I have a couple of issues with sports. The first is that in many places (Texas for example), high school and college football are more important than actual school. A few years back, a local (big city) school district cut 1100 teachers from it’s payroll and dropped the athletics budget from $12 million to $11.5 million… such sacrifice.
I understand that football is important to people, but it is EXTRACURRICULAR… literally outside of the school. I’d ask “what’s more important an education or football?”, but I know what the answer would be to the majority of the US.
But I found a larger bone to pick today.
This image was posted by some friends and I liked it.
The “My income is higher than most countries.” line got to me. I laughed, then I started seeing the trending topics about how some player was being offered $25 million dollars or some such. Then I wondered… how true is that last line?
Well, for individual players, it’s not. But for teams and groups of players…
So my data is coming from the ESPN salary list for various sports and the GDP from the CIA (Yes, THAT CIA).
The top 80 players (by salary) in the NBA have contracts for a combined total of $1,036,613,345. Yes, that’s better than 1 billion US dollars. Country wise, that’s small potatoes. There are still 23 countries in the world have a GDP less than a billion dollars and that includes the Faukland Islands, Samoa, Dominica, The Gambia, the Marshall Islands. These are places that the vast majority of US citizens could not identify on a map.
But still we’re talking about 80 people who make a combined total more than 9 countries! All for chasing a little brown ball and trying to put it in a net. Yes, there is skill involved, but a billion dollars worth?
Of course, those 80 players make up about half the total NBA salary of $2,322,291,744. More money than 40 countries’ GDP.
The next up is Major League Baseball. I took a slightly different route here. Instead of individual players, I looked at the teams. There are 30 MLB teams. These team salaries (paid per year) range from a low of 44 million to a high 238 million. With the total coming to $3,339,401,071.
Three and one third billion dollars… no wonder ticket prices are shooting up. Compared to GDP of countries, we add another 23 countries to the list.

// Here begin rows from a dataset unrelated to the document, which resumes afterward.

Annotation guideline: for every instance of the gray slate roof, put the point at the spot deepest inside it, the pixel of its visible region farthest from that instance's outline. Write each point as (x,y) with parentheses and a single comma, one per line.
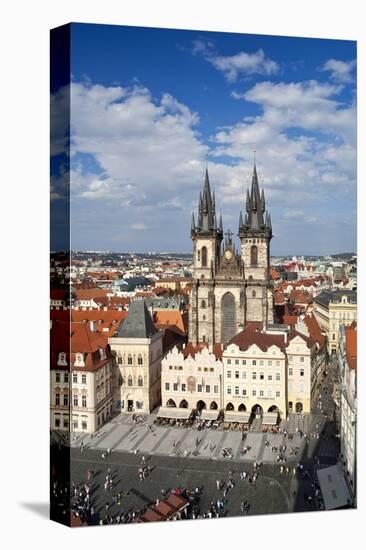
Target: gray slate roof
(138,323)
(335,296)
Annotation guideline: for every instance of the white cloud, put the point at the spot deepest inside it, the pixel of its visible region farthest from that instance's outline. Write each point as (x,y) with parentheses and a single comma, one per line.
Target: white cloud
(145,147)
(149,158)
(305,142)
(139,226)
(340,71)
(244,63)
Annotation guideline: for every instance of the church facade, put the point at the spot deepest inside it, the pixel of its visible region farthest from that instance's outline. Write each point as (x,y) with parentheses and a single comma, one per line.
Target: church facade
(230,287)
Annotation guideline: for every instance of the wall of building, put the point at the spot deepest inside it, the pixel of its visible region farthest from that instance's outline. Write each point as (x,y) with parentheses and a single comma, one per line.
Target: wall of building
(137,386)
(192,379)
(253,377)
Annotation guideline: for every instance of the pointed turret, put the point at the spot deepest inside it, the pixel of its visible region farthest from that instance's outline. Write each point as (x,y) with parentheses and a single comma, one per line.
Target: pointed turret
(255,219)
(193,225)
(240,220)
(247,206)
(206,209)
(263,202)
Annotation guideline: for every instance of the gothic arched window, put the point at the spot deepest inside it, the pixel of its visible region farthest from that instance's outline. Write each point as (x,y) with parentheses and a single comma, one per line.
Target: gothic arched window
(254,255)
(228,317)
(204,256)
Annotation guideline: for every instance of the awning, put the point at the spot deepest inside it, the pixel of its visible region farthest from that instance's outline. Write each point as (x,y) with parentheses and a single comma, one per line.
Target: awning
(237,416)
(270,418)
(334,487)
(174,412)
(209,414)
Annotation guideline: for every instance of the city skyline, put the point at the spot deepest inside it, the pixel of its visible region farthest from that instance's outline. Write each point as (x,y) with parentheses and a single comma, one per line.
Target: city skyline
(142,138)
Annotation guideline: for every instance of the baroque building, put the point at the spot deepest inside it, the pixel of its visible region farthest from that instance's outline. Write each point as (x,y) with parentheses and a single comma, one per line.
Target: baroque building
(230,288)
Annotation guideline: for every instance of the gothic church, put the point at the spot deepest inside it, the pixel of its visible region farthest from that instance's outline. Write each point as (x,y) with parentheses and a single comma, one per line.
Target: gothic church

Including LIberia, Belize, British Virgin Islands, etc.
Think about how much advertisers and ticket sales (and I’m curious as to how much of each ticket goes to the teams) have to pay to match the GDP of 46 countries, that’s about 20% of the countries in the world.
Of course, despite baseball being “America’s Game” and apple pie and all that, the NFL tops them. The total, NFL-wide, salary cap is $4,075,142,373.
That only adds three more countries to the list. The NFL doesn’t quite match the GDP of the Isle of Man.
Sadly, I can’t seem to find soccer team salaries anywhere.
However, the top ten players in soccer have contracts totaling $885,000,000. That’s more than the top 61 NBA players. I bet Kobe Bryant is kicking himself for choosing basketball now!
As a comparison, the salaries of all players in the NBA, the NFL, and MLB total is higher than the yearly budget for the US Department of Commerce. And the National Science Foundation. And the US Army Corps of Engineers.
It is half of the yearly budget of NASA.
I don’t mind sports. What I don’t like is the idolization of players and teams to the point where we’re spending significant fractions of the US budget to watch (admittedly, highly skilled) people throw, kick, or bat balls to no purpose. At least F-1 racing technology gets incorporated into road going cars… eventually.